Mon inspiration, ce n’est pas moi qui la trouve, c’est elle qui vient me chercher… C’est ce que je disais plus haut : quand un détail de notre vie ou une phrase m’arrête, j’ai vraiment l’impression que c’est elle qui s’adresse à moi et qui me dit « il faut que tu racontes » Ce n’est ni de la prétention, ni du mysticisme (surtout pas !), cela ressemble à un jeu de décryptage. Prenons un exemple tout simple : les éternelles discussions dans les transports sur « être ou ne pas être dans le sens de la marche ». Il s’est trouvé qu’un jour, j’y ai été plus sensible qu’un autre -pourquoi ? j’en sais rien – et je me suis dit : Céline, il faut que tu évoques ce que ça représente : ETRE ou NE PAS ETRE dans le sens de la marche, tu dois amener ce problème au grand jour, il est injuste qu’il reste au rang des lieux communs et des banalités !…. Je me suis amusée à écrire la chanson et je m’amuse aussi beaucoup à l’interpréter en scène. Je plaisante et en même temps, je ne plaisante pas….

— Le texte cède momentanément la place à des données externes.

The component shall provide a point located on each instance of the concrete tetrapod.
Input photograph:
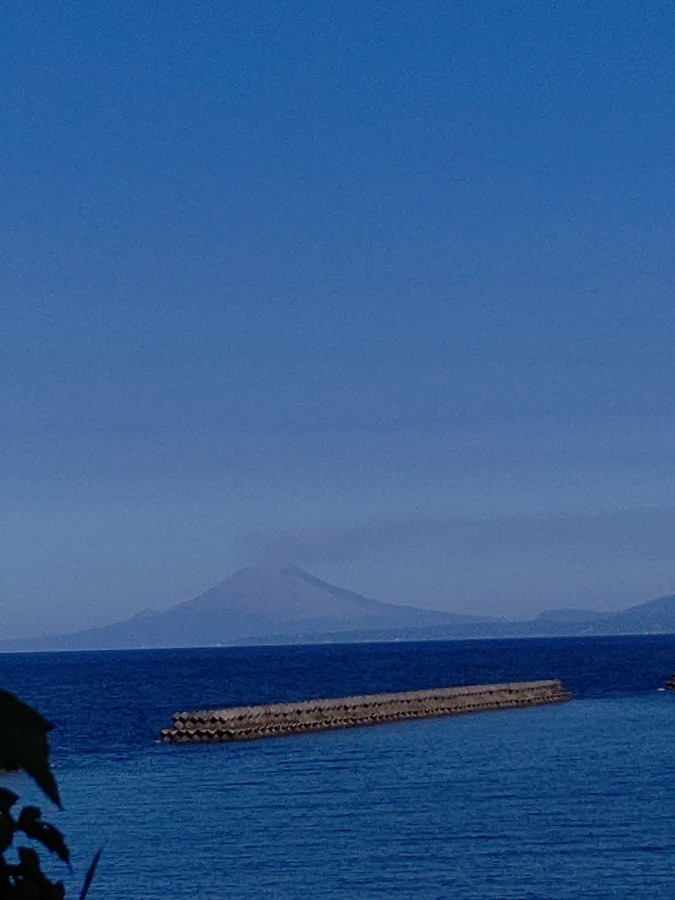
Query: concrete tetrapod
(241, 723)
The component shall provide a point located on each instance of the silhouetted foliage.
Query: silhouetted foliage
(24, 747)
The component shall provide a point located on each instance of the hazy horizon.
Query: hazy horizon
(381, 291)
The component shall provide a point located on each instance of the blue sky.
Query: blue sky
(283, 279)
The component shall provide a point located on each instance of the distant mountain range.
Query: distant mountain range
(265, 605)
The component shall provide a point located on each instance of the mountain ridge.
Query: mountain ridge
(288, 605)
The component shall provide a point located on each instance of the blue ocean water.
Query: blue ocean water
(573, 800)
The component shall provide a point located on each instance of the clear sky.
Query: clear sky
(384, 289)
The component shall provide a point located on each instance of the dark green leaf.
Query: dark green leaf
(7, 829)
(23, 743)
(32, 825)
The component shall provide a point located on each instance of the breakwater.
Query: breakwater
(241, 723)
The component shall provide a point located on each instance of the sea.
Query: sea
(573, 800)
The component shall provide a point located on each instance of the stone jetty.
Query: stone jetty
(242, 723)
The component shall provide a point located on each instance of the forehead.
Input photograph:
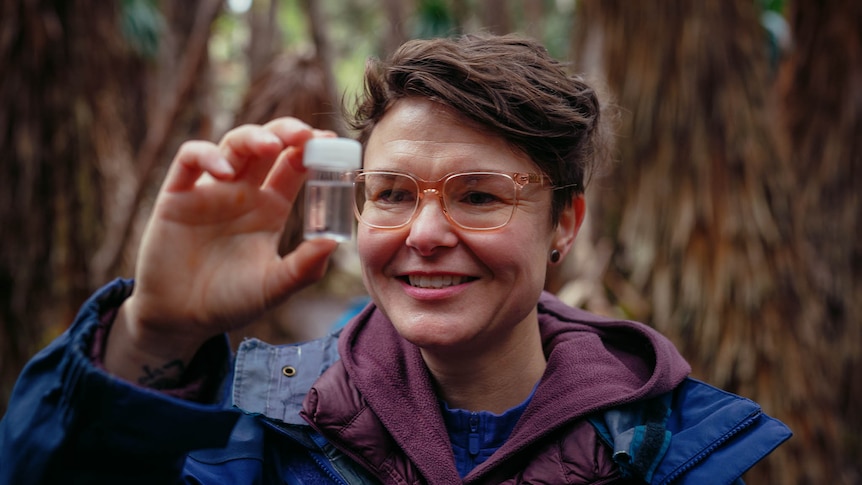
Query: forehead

Est-ce que ta gomme est un instrument utile pour écrire ?
Bien sûr et en plus, il faut une importante pile de feuilles de papiers (ce qui heurte ma conscience écologique, donc j’essaie quand même d’être raisonnable)… C’est beau de pouvoir repartir du blanc, du rien, de zéro… (même si on est toujours chargé des premiers essais) et de recommencer, de reprendre les mots encore et encore, ce n’est que la destinée humaine que l’on rejoue.
As-tu un ordre bien défini , paroles puis musique ? La rythmique et la mélodie te « trottent »-elles déjà dans la tête ?

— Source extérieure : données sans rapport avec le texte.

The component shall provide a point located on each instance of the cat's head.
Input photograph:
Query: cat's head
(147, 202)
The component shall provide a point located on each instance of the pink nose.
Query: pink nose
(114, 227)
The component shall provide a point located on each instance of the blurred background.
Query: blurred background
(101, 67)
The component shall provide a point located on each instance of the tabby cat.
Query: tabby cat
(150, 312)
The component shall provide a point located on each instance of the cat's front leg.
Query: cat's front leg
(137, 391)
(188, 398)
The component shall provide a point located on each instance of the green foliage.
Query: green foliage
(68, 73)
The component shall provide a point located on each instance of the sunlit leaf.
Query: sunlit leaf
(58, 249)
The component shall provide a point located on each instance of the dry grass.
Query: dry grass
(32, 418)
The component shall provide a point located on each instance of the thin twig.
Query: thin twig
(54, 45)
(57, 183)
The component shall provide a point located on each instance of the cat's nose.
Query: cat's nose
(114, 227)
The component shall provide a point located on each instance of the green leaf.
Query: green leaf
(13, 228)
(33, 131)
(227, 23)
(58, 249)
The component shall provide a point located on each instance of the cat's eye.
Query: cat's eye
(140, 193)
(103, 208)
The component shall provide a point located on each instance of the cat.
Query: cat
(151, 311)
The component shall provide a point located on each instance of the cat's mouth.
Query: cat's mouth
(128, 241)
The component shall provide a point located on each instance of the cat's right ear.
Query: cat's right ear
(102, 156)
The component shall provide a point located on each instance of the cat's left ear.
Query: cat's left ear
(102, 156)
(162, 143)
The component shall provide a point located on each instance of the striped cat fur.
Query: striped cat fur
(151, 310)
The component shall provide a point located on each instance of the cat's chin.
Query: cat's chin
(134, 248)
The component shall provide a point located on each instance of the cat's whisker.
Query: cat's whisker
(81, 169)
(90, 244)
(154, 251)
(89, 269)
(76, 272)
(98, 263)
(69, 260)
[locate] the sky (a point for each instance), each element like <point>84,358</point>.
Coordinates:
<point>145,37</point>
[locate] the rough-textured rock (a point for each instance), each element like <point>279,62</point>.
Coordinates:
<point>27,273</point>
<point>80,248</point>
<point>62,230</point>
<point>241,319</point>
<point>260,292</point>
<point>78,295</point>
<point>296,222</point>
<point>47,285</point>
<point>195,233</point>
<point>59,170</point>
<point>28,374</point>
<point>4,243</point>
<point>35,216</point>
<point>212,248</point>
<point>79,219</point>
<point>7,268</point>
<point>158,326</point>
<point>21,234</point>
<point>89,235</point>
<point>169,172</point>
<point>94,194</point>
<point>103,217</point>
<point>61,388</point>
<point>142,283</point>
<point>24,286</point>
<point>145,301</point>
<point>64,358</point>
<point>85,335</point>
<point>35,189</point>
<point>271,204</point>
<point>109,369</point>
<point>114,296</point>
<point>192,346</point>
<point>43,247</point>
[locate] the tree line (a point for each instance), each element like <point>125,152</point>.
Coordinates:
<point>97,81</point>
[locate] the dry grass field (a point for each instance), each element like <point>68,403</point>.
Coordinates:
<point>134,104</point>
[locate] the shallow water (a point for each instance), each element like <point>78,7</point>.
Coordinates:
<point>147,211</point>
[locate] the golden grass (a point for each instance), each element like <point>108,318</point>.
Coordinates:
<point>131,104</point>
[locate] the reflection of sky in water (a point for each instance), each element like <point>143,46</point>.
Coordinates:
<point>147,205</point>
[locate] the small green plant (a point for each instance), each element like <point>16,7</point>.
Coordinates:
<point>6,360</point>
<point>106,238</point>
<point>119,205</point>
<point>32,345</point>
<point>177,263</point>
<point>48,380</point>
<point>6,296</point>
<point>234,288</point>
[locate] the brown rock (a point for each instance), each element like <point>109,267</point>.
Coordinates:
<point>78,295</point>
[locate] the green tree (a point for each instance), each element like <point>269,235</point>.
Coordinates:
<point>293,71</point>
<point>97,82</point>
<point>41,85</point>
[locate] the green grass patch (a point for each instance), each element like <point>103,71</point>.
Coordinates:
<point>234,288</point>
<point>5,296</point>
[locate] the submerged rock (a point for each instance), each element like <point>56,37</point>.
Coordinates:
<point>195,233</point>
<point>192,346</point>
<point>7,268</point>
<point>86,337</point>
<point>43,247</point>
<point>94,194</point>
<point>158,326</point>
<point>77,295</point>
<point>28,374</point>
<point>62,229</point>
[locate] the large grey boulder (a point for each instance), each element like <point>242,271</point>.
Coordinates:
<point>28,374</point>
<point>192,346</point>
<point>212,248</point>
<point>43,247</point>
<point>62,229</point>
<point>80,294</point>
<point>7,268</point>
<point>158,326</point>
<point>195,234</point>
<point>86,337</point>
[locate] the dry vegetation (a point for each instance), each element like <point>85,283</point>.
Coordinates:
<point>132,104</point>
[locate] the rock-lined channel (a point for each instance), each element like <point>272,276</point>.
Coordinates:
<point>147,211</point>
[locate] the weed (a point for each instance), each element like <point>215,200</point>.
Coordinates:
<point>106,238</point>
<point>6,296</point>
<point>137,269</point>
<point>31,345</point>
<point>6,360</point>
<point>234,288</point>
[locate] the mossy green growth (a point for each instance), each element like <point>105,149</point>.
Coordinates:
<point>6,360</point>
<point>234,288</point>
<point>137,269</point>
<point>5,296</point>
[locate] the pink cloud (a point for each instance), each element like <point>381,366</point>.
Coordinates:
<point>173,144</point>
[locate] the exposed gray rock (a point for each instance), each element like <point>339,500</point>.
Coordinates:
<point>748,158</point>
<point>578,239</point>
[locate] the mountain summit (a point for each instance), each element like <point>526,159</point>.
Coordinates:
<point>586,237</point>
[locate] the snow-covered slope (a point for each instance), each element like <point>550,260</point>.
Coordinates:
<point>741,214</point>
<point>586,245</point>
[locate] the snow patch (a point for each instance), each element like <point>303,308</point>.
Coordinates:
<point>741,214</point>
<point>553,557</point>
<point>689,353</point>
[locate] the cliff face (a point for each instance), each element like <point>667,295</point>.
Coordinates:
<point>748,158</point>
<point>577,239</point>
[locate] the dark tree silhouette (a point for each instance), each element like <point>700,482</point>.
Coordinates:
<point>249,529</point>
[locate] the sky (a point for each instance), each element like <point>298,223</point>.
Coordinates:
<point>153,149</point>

Ca dépend. J’aime bien quand la musique que je confie à des compositeurs est un partenaire réel. Lorsque le texte est mis en musique, il est fréquent que je le modifie. Ca va jusqu’à m’engager à réécrire un refrain ou à supprimer un couplet.
Ecrire est-il vital pour toi?
Je retournerai la formule : c’est parce que je sens la vie, que je la ressens autour de moi, que j’écris. Les périodes d'écritures sont-elles éxaltantes ou déprimantes ?
Totalement exaltantes ! Même si on écrit des choses bancales, même si on rafistole des mots tout de guingois, quel bonheur, quelle chance a-t-on de pouvoir utiliser notre parole !
Si tu devais donner un seul conseil à un débutant parolier , ce serait lequel?
Dire quelque chose. Même si personne ne doit jamais le comprendre. Savoir soi-même ce que l’on a dit, et le défendre …
Ta chanson préférée ?
Il y en a beaucoup et tant mieux… On n’est pas monolithique, et on peut être sensible à des choses apparemment très diverses ! Au risque de ne pas être du tout musicalement correcte, j’avouerai que je demeure fascinée par la chanson populaire : « Aux marches du palais » ou « A la claire fontaine »… C’est de la mythologie à deux sous (quoique) et de la mélodie à trois notes mais ça coupe comme du diamant. Dans mon utopie personnelle, il y a comme but ultime de trouver un jour cette simplicité, cette force, cette acuité. Je ne demande pas grand chose : réussir un couplet, quatre vers, de cette intensité. C’est énorme. Toutes les gommes et la pâte à papier du monde n’y suffiront pas ! Y a t-il une question à la quelle tu aurais aimé(e) répondre et que je ne t'ai pas posée ?
Oui : quel est mon peintre préféré ? Ca n’a que l’apparence de la boutade, car ça n’en est pas une. J’aime bien le silence des œuvres picturales. J’aime bien suivre celui qui a réussi à faire tenir sa vie, son intelligence, sa vision toute entière du monde dans une œuvre plane, immobile et muette ! Et j’aime particulièrement Nicolas de Stael et Gaston Chaissac (aux antipodes l’un de l’autre !).